As soon as you start to design machine learning models, you will have to face the delicate problem of balance in the adjustment of bias and variance . Finding that famous balance is the main ingredient of a good model.
Unfortunately, there is no magic recipe. Knowledge, experience and even intuition will help you in this difficult – but oh so exciting – task! That said, I will not focus on the methods of adjusting these two essential indicators in this article but rather on their meaning.
So … compromise or dilemma between these two essential indicators? first of all, what it is about exactly ?
What is bias?
Bias is measuring the error. When we create Machine Learning Models we are not looking for a rule that will answer 100% exactly to a given problem. In any case, finding such a rule is illusory because the data that feeds the models are not completely exact either.

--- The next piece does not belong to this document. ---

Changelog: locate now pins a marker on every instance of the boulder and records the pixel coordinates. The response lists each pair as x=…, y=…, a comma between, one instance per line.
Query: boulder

In brief, learning from experience is therefore done by the gradual adjustment of a (supervised) model. And the fit of this model is itself achieved by minimizing the error between what the model can produce relative to the real and seen value.
To illustrate my point, I like to use the image of a target in archery:
Just suppose you are shooting with your bow) an arrow and there is a fair amount of wind. However, you are safe (under a roof) and you have not felt this wind. So, you make your shots, and surprise, they are all staggered like in the image above to the right.
Well, this wind parameter that you did not take into account during your shots is your bias. And this bias causes an annoying shift in your result.
Okay, but what about the bias in machine learning?
In the world of Machine Learning, we are constantly calculating and comparing errors (how to do a gradient descent otherwise?), We are above all always looking to minimize it as much as possible (even if it is sometimes not the right thing to do? as we will see below).
Let us take a simple example of distribution on a few points only as below:
At first glance, a linear regression partially responds to this type of problem. Let us look at the straight line in this hypothesis and calculate its error with respect to reality (the real value observed in our supervised modeling):
The global error (or the bias) is of course not zero because the line cannot pass through all the points at the same time. We therefore have a more or less high bias on this model. Let’s say we would have a score of 95% .
What if now we get zealous and find the perfect model for this breakdown? look at the result below, the error and therefore the bias is zero:
So we have a 100% score. It’s really great, isn’t it? So mission accomplished? on the side of the bias yes… but did we not go too far? we will now see the side of another important indicator: the variance if our model is that good.
The variance is measuring the dispersion of a list of values. If we take our previous image of archery. We have now taken into account the wind but on the other hand we forgot our glasses (admittedly it’s not really practical especially when you are short-sighted to go archery). Seeing as blurry, there’s a good chance our result looks like this:
The arrows are scattered around the center (in statistics, the variance is referred to as scattering around the mean).
What about variance in machine learning?
We saw in our previous example that we minimized the bias as much as possible (to zero). Be careful though because we made this model on a training dataset … let’s see what this model would look like with the test dataset (red dots):
If we apply the previous model whose score was, I remind you, 100%, and we calculate the error, we especially notice that the bias is far from zero:
It is even very likely that the score is now quite catastrophic because the error is undoubtedly greater than that of our good old line (linear regression):
In fact, here is the illustration of what over-training (overfit) is, the plague of Data Scientists.
If the bias calculates the error of a model, the variance makes it possible to calculate its resilience, that is to say its capacity to generalize. The challenge is therefore to find a good compromise between an acceptable error and a good capacity for generalization… because indeed perfection is not possible for both as we have just seen. There is therefore no question of dilemma (or choice) insofar as these two indicators must be adjusted together to have a good model!
The only thing that’s not really practical is that you can’t adjust these two parameters simultaneously. You must first design the model (without being too greedy as a result), then test it on other datasets. It therefore takes time, and patience … another virtue of the data scientist 😉